Year-end foreclosure numbers grim

ANTIOCH, CA

Antioch held an event at a church Thursday to help homeowners facing foreclosure meet face to face with their lenders, in this case representatives from Countrywide, now owned by Bank of America.

It is an event for homeowners desperately trying to get a loan modification and avoid foreclosure.

"I've been talking with Countrywide since March of '07," said homeowner Aleisha Chenault of Oakland. "They have turned me down repeatedly, constantly. First, I did not qualify because I was not behind. I was not late. Now that my income is zero, next to nothing, I still don't qualify."

Countrywide, owned by Bank of America, did send a team of loan consultants with laptops in hand.
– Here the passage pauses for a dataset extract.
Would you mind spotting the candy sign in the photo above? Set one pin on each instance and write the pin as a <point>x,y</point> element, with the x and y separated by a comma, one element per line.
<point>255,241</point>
"They have come here and they are ready to face the people and trying to work and do loan modifications face to face. That is very important," said Rosario Frissa with Coco Interfaith Organization

Any help will come too late for many. Year-end figures from RealtyTrac show nationwide foreclosure filings jumped 81 percent in 2008. In some Bay Area counties, the numbers are much worse -- up 153 percent in Santa Clara, 138 percent in Marin, 123 percent in San Mateo, 108 percent in Alameda, and 93 percent in Contra Costa.

It is a crisis compounded by increasing job losses.

Oakley's Keith Washington, a former Navy petty officer who served in the Iraq War, had a good job when he bought his house in 2005. He put down $40,000 and secured a 30-year fixed rate mortgage from Citibank. In October, he and his fiance welcomed baby Devon. In December, six days before Christmas, he lost his job as a mechanic at a Tracy plant that makes car parts.

"There was a wave of people losing their homes and now there's a wave of people losing their jobs as well," said Washington.